Golongan kedua adalah orang Tionghoa yang datang pada abad ke-18 dan mendapat
restu dan perbekalan dari Kaisar, dengan janji bahwa mereka akan tetap loyal
terhadap Tiongkok dan Kaisar Dinasti Qing. Mereka datang bersama-sama dengan
kapal dagang Belanda, mereka datang dengan motivasi mendapat penghasilan yang
lebih layak dengan menjadi buruh, pedagang, dan banyak juga yang menjadi tentara
kolonial Belanda. Tionghoa Benteng golongan kedua ini juga adalah proyek
pemerintah kolonial Belanda yaitu "One harmony between 3 races, under one loyalty
to the Dutch colonial Empire". Proyek pemerintah kolonial ini adalah
menggabungkan tiga bangsa yaitu Tionghoa, Belanda dan Sunda-Betawi, menjadi
satu etnis dengan komposisi 50% tionghoa, 37,5% Sunda-Betawi dan 12,5% Belanda
dengan harapan "ras baru" ini hanya akan loyal terhadap pemerintah Belanda.
Tionghoa Benteng golongan kedua ini hampir semuanya hidup sejahtera dan mewah.
Pada tahun 1946, terjadi kerusuhan etnis di Tangerang, Pribumi menuduh Tionghoa
berpihak ke Belanda.
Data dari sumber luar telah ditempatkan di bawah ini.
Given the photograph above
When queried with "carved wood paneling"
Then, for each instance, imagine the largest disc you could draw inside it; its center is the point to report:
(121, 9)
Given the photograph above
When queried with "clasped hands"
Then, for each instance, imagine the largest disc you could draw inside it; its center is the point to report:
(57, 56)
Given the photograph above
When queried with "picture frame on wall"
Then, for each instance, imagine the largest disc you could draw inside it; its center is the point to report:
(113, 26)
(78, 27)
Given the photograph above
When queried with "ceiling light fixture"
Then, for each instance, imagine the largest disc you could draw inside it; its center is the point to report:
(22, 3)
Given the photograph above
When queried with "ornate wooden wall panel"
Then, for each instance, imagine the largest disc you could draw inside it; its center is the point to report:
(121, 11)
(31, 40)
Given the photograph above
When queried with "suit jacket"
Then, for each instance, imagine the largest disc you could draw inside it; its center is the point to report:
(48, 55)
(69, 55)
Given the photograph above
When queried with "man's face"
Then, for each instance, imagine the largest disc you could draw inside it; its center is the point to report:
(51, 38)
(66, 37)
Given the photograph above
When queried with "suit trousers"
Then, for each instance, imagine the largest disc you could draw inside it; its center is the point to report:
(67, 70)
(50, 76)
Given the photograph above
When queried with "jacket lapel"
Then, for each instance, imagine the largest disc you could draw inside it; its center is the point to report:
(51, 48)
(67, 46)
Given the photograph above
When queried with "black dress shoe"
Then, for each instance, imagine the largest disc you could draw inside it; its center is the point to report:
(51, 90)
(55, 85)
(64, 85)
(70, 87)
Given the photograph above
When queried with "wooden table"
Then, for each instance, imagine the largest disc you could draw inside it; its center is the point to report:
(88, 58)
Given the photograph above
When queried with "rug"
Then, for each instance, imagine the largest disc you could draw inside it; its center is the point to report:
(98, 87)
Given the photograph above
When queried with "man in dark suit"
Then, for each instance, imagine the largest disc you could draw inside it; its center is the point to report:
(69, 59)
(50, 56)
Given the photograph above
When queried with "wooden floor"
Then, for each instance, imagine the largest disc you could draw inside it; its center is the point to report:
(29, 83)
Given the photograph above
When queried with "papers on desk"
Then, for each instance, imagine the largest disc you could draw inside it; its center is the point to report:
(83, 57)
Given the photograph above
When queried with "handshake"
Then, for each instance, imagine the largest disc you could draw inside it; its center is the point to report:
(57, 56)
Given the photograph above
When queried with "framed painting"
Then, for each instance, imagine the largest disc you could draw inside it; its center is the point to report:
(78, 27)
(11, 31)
Terlebih setelah Pao An Tui, tentara Tionghoa Benteng
pro-NICA, mengirim tentara dan mengungsikan masyarakat Tionghoa Benteng yang
selamat ke Batavia. Etnis pribumi pendatang (kebanyakan Jawa dan Madura) beserta
beberapa kelompok religius Sunda dan Betawi melakukan peyerangan terhadap orang
Tionghoa Benteng karena dianggap terlalu loyal terhadap NICA, akhirnya kerusuhan
ini berhasil diredam oleh tentara gabungan NICA dan Pao Au Tui yang membela
orang Tionghoa Benteng.
王 (Hokkien: Ong) adalah karakter Mandarin untuk "raja", yang digunanakan untuk
orang yang merupakan keturunan penguasa, namun tidak pernah berkuasa. Informasi
yang salah menyatakan mereka menggunakan marga Ong karena ibu dari anak haram
itu juga bermarga Ong, namun sebenarnya ini adalah sebuah kebetulan. Nama marga
Wang pertama kali digunakan oleh Keluarga Zi (penguasa Dinasti Shang), kemudian
oleh Keluarga Ji (penguasa Dinasti Zhou) saat mereka sudah tidak berkuasa lagi.
Namun tidak semua orang Tionghoa Benteng bermarga Ong adalah keturunan
Aixinjueluo. Keturunan Kaisar Qianlong kini mengggunakan nama Indonesia Wangsa
Mulya /Wangsa Mulia, untuk membedakan diri dari marga Ong yang lain. Nama
Wangsa Mulia sendiri berasal dari bahasa sanskerta, Wangsa (dinasti), dan Mulia
(murni) apabila diterjemahkan ke bahasa inggris menjadi "Pure Dynasty". Sedangkan
kata "Qing" sendiri berarti "pure". Sehingga secara harafiah Wangsa Mulia dalam
Bahasa Sansekerta berarti "Qing Dynasty".
Seiring waktu, kebanyakan orang dari keluarga Wangsa Mulya tidak menyadari kalau
mereka adalah keturunan Dinasti Qing, namun bagimanapun juga darah dan napas
Kekaisaran Qing Raya tetap mengalir pada diri mereka. Mereka hidup modern namun
memegang teguh sifat ultra-konservatif seperti feodalisme dan anti-feminisme.
Informasi terbaru menyatakan mereka mewarisi Ketuantanahan luas yang meluputi
daerah yang sekarang adalah sebagian dari BSD dan Gading Serpong.